7. Limitations, misconceptions, and research directions
A recurring misconception is that contractual skills are equivalent to safety. The enterprise framework explicitly rejects this: contractual skills are not a standalone safety mechanism, and enforcement remains the job of tool adapters, runtime guardrails, approvals, and policy engines (Liu, 21 May 2026). A second misconception is that contractualization is merely a matter of writing longer prompts. The public-skill A/B study shows only modest mean-quality gains over plain expanded skills in some comparisons, which the paper interprets as evidence that the main benefit lies in checkability, governance clarity, and error reduction rather than in raw fluency (Liu, 21 May 2026).
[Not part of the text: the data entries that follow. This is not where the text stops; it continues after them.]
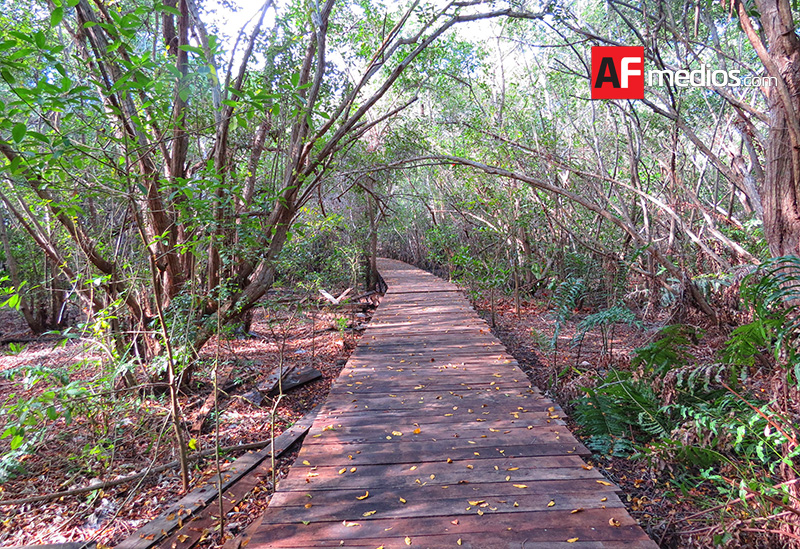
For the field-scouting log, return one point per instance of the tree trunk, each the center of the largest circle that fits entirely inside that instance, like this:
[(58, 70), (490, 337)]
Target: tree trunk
[(781, 57)]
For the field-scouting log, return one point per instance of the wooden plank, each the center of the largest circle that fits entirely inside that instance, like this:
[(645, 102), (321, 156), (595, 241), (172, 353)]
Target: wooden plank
[(67, 545), (157, 529), (536, 526), (430, 408)]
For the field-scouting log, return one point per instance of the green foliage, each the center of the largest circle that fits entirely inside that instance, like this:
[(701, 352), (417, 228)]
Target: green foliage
[(620, 412), (773, 292), (605, 320), (567, 296), (670, 351)]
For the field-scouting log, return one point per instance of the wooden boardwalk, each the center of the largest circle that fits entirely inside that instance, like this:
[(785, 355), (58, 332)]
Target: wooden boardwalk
[(433, 437)]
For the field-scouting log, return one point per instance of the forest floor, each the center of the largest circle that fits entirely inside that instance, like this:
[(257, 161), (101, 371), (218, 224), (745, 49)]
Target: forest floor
[(126, 434), (663, 505)]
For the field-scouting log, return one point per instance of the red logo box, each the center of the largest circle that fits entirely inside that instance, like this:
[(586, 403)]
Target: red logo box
[(617, 72)]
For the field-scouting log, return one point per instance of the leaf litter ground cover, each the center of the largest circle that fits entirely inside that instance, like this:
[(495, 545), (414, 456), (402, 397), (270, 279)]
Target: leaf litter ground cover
[(122, 437), (668, 507)]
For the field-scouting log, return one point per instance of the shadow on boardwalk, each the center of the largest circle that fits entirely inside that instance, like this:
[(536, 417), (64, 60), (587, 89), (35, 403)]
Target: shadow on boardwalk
[(433, 437)]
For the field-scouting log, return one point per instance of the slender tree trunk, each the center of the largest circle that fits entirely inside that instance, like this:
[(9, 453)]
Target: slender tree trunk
[(781, 57), (13, 270)]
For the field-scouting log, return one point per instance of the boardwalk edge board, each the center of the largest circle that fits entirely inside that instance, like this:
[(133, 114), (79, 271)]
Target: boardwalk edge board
[(432, 436), (155, 531)]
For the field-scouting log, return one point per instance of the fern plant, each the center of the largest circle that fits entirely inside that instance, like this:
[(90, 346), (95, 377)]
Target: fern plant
[(774, 292), (619, 413), (605, 321), (670, 351)]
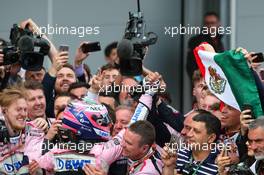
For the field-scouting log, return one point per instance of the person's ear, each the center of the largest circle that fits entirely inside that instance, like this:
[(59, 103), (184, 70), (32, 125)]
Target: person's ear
[(4, 110)]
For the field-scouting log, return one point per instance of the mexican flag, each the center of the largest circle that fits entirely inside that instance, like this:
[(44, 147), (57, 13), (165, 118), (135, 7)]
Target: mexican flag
[(229, 78)]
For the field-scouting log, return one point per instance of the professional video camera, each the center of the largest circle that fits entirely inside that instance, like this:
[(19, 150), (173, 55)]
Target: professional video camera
[(132, 49), (25, 48)]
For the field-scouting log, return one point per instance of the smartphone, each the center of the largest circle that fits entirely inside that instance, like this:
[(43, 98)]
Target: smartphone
[(259, 58), (64, 48), (91, 47)]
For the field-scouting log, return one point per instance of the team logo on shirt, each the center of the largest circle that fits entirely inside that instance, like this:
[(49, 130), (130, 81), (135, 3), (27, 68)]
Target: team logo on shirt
[(71, 161)]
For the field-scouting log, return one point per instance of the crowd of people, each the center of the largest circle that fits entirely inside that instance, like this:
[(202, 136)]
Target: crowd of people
[(63, 120)]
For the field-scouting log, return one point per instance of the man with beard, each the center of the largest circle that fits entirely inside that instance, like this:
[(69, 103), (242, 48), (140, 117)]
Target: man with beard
[(256, 142)]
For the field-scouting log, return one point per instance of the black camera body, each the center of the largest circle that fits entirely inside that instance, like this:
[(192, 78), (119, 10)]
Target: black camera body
[(25, 48), (132, 49)]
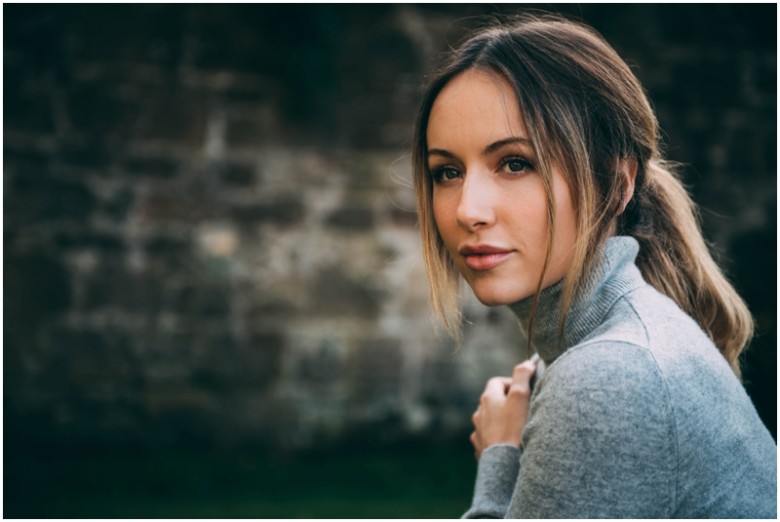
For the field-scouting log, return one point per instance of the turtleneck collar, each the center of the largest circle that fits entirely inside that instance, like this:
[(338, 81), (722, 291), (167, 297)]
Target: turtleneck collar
[(612, 276)]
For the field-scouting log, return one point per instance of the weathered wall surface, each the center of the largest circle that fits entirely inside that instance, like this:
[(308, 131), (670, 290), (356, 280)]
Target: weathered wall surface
[(209, 231)]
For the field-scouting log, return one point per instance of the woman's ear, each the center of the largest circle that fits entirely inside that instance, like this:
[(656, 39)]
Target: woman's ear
[(627, 168)]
Current limitations differ by subfield. The enterprise framework reports synthetic tasks, model judges rather than expert human raters, an offline simulated tool environment, model and version drift over time, and a provisional field model that organizations may need to adapt (Liu, 21 May 2026). ContractSkill reports authoring overhead, sensitivity to UI changes, verifier dependence on URL, DOM, text, or form-value observability, and a schema tailored to web browsing rather than broader action spaces (Lu et al., 20 Mar 2026). GoSkills depends on visible metadata and deterministic schema extraction, can be brittle under sparse or ambiguous metadata, and cannot guarantee success under small budgets even though it explicitly reports residual debt (Zeng et al., 7 May 2026). ECM Contracts evaluates a modest library of 24 ECMs, uses manual oracle construction, and relies on static checks that do not capture stochastic runtime factors such as sensor noise and timing jitter (Qin et al., 10 Apr 2026).
The broader legal literature adds a further caution. Contract generation by LLMs can yield "documents that resemble contracts" but may be "useless assemblages of inconsistent provisions or contracts that are enforceable but unsuitable for a given transaction." This is not a claim against structured skill contracts in agent systems; rather, it warns that explicit structure does not by itself supply grounded legal reasoning, contextual interpretation, or transaction-specific judgment (Mik, 10 Feb 2026).
Research directions already proposed in the literature include richer contract semantics, stronger evaluation protocols with human calibration and inter-rater reliability, automated conversion of informal skills into contractual form, integration with policy engines, cross-runtime compilation from structured contracts to MCP surfaces and adapter configurations, richer recovery strategies, compositional skill libraries with typed interfaces, and larger-scale ecosystem studies for governed capability registries (Liu, 21 May 2026). This suggests that contractual skills are likely to remain a design axis rather than a single fixed format: a family of methods for turning implicit task knowledge into explicit, verifiable, governable, and evolvable contracts.